年長上級の女学生が、新入下級の罪のない愛くるしい年少のお嬢さんを見染め、アア可愛らしいと思うと、これを『御連中』といって、同級中最も神前な友人四五人乃至五六人から出来上がっている団体に向かい、『私新入学の誰々さんが可愛らしいから、お目にしたいのですが、何でしょう』と相談をかける、お目とは愛人が愛人を呼ぶ隠語なのである。

相談を受けた御連中のうち、その名指された可憐の少女に対する先愛者がなければ、『それでは取持ましょう』ということになる。 相談主の女学生は、大喜びで、直に由縁の紫、或は燃る想の紅のリボンを御連中に渡す、御連中はきわめて秘密に其愛された少女を呼んで、そとこれまでの成行きを囁きつつ、リボンを手渡しするのである。 少女若し黙して、其のリボンを受取り、緑艶やかな髪に結べば、相談即ち纏った験で相愛いとも濃かに相呼ぶにお目さんお目さんの隠語を以てするようになる。

—『ムラサキ』1910年10月[2]

とくに少女小説の先駆けである吉屋信子(同性愛者であり、作品にもその傾向が強く認められる物が多い)の花物語少女画報に掲載されブームになったことで「エス」を扱った作品が相次いで登場し、ついで「少女の友」に似たような作品が大量に掲載され、1930年代にピークを迎えた。例えば吉屋信子の『わすれなぐさ』『街の子だち』、川端康成中里恒子)『乙女の港』などの、女学校のありようをリアルに描いた作品がそうである。支持の背景には女子中等教育の普及により女学生と女学校の卒業生が増えたことがある。エスはこうした文学の世界にはっきりとした輪郭を示し、小説世界は現実のありふれた少女同士の関係を装飾し、特別な関係に仕立て上げる装置として機能した。投稿や小説中にははっきりと「愛」「愛情」と形容されている。ただし当時は内務省図書課が同性愛の描写を監視しており、小説の中における少女たちの肉体的な接触は制限されていた[3]。当時の女学校には同じような意味を表す「ストローク」「クロスゲーム」といった隠語もあり、また少女雑誌の投稿に同級生や女教師、女子運動選手などへのエスを思わせるものが、編集者を辟易させるほど多くみられたことから、エスが女学生文化のひとつであり一般的な関係だったことをうかがわせている[1][2]。 以下に実際の少女雑誌の投稿文を掲げる。
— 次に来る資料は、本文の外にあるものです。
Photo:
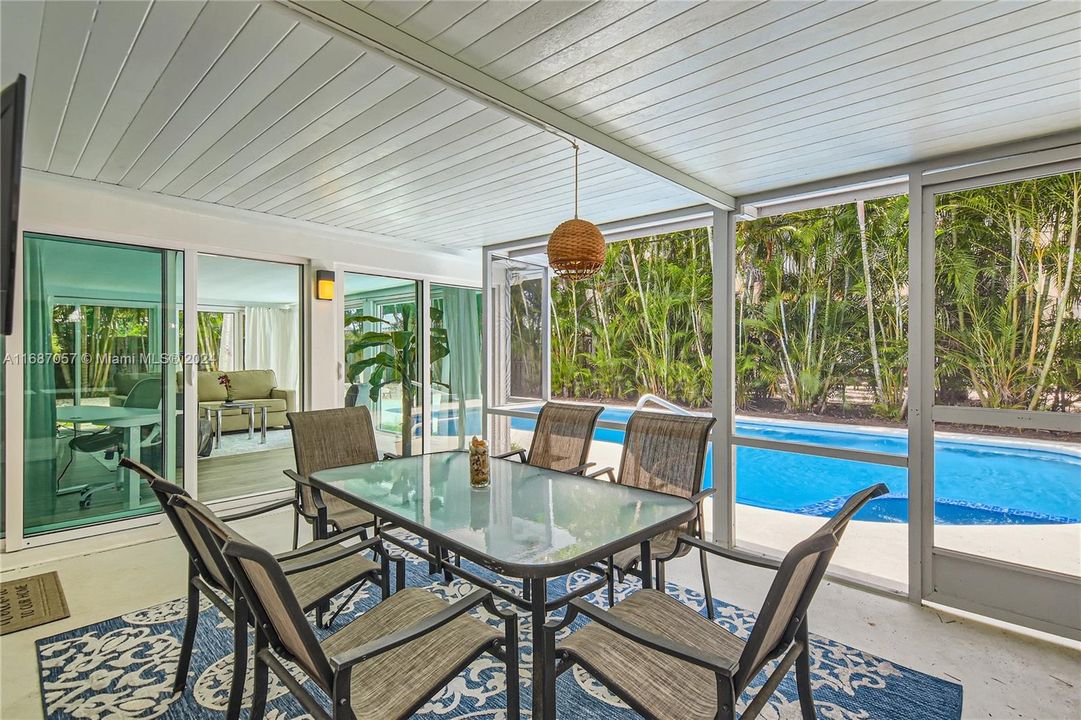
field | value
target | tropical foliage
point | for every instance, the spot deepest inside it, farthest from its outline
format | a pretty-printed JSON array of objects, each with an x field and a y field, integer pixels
[
  {"x": 384, "y": 352},
  {"x": 822, "y": 308}
]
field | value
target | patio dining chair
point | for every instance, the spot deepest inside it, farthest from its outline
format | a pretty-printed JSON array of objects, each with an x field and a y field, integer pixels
[
  {"x": 665, "y": 453},
  {"x": 561, "y": 438},
  {"x": 386, "y": 664},
  {"x": 318, "y": 571},
  {"x": 669, "y": 663},
  {"x": 324, "y": 439}
]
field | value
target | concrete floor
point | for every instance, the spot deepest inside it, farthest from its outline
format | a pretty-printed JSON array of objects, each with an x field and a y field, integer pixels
[{"x": 1004, "y": 674}]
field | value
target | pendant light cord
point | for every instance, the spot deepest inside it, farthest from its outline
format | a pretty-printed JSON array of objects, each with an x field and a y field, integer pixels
[{"x": 575, "y": 181}]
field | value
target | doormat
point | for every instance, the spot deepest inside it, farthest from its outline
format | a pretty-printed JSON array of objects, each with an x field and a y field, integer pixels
[{"x": 31, "y": 601}]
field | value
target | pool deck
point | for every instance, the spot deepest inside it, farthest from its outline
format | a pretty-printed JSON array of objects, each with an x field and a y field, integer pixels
[{"x": 877, "y": 552}]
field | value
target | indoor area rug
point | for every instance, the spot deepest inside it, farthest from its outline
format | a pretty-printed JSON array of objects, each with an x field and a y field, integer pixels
[
  {"x": 124, "y": 666},
  {"x": 31, "y": 601}
]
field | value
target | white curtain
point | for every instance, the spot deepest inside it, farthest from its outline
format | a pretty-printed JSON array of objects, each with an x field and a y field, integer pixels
[
  {"x": 272, "y": 342},
  {"x": 462, "y": 320}
]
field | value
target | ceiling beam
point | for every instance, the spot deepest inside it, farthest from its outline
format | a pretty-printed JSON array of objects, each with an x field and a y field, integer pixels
[{"x": 418, "y": 55}]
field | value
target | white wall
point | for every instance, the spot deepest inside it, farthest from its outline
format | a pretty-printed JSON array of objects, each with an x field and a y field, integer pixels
[{"x": 83, "y": 209}]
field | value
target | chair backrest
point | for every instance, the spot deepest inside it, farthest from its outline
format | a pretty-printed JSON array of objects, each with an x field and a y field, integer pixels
[
  {"x": 145, "y": 394},
  {"x": 324, "y": 439},
  {"x": 665, "y": 452},
  {"x": 275, "y": 605},
  {"x": 207, "y": 562},
  {"x": 563, "y": 435},
  {"x": 793, "y": 587}
]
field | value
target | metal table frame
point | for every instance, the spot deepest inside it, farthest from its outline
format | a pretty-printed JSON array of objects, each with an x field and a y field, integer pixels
[{"x": 535, "y": 577}]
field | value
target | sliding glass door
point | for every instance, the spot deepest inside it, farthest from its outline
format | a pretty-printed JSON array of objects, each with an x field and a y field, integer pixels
[
  {"x": 1003, "y": 342},
  {"x": 383, "y": 358},
  {"x": 250, "y": 350},
  {"x": 102, "y": 378}
]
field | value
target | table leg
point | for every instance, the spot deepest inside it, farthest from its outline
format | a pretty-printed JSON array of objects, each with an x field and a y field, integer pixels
[
  {"x": 646, "y": 567},
  {"x": 133, "y": 442},
  {"x": 544, "y": 661}
]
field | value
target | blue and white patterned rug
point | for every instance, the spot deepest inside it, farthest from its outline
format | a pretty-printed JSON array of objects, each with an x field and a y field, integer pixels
[{"x": 124, "y": 666}]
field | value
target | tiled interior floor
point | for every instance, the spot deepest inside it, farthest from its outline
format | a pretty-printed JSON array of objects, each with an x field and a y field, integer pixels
[{"x": 1005, "y": 675}]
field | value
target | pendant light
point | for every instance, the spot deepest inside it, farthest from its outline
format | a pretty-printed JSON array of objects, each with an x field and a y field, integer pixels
[{"x": 576, "y": 247}]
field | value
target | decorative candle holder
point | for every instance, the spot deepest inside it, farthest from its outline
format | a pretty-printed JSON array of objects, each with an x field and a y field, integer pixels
[{"x": 480, "y": 474}]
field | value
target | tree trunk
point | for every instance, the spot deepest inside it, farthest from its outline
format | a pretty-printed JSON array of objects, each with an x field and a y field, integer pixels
[
  {"x": 871, "y": 340},
  {"x": 1062, "y": 306},
  {"x": 406, "y": 420}
]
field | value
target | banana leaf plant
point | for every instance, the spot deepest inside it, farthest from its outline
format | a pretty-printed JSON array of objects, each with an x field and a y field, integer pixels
[{"x": 396, "y": 358}]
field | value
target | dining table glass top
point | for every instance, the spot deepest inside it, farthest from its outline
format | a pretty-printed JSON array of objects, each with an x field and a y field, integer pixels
[{"x": 530, "y": 520}]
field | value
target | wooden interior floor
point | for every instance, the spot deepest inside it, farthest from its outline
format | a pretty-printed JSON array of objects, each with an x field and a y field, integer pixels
[
  {"x": 234, "y": 476},
  {"x": 219, "y": 478}
]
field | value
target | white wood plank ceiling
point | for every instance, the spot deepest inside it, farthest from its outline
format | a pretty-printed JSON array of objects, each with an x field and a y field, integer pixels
[{"x": 252, "y": 106}]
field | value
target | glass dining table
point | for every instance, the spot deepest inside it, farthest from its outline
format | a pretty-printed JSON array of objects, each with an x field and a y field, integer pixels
[{"x": 529, "y": 523}]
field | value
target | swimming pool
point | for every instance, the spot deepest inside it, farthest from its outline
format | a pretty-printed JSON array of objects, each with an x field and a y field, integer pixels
[{"x": 977, "y": 481}]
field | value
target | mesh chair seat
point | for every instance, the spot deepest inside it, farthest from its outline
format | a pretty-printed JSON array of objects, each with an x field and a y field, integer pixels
[
  {"x": 662, "y": 545},
  {"x": 668, "y": 688},
  {"x": 377, "y": 690},
  {"x": 345, "y": 516},
  {"x": 314, "y": 586}
]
[問]先生。どうぞこの哀れな私を救ってくださいませ。私は女学校三年の、悩みに泣く哀れな子でございます。私の教室の五番目が私、四番目が私の慕うM様でございます。M様!M様!その名をお呼びしただけでも私の心は狂いそうでございます。でも、私のあこがれのM様は、この悲しい私の悩みなどは御存知なく、ただ天使のようなほほえみと、白い頬に可愛くへこむえくぼとで、私の心をひきつけていらっしゃいます。(中略)だのに、だのに、M様はもとより御存知のはずがなく、ただ愉快そうに、笑って、芝生の上を胡蝶のように、天使のように飛びまわって居られます。ああ、神様、もし神様があるならば、一時間でもよいから親しく話させて下さればいいのに。(後略)

—『少女画報』昭和3年9月号[4]

背景[編集]

女性同士の心中は19世紀から報道されていたが、1911年新潟における女学生同士の心中以来、1930年代には女学生同士の心中が頻発し、少女同士の親密な関係が同性愛として問題視されだした。しかし友情と弁別が困難であるため、女学生の一時的・精神的なものであり、当時は一部の異常者によるものとされていた一方が男性化したことによって発生する同性愛とは区別され、教育者が「善導」するべきものとすることで学校側は批判を回避しようとした。ただし卒業後も継続する場合は「老嬢」として貶められた。一方当事者である女学生にとってはエスのような親密な関係は単なる友情とは区別された。この「仮の同性愛」と「真の同性愛」の二分法は恣意的であり当事者にとっては大きな意味は持たなかったと考えられる。むしろ同性愛/友情という二項対立が成立していない当時は「友情」の名の下にさまざまな関係が模索されたのである[1][2]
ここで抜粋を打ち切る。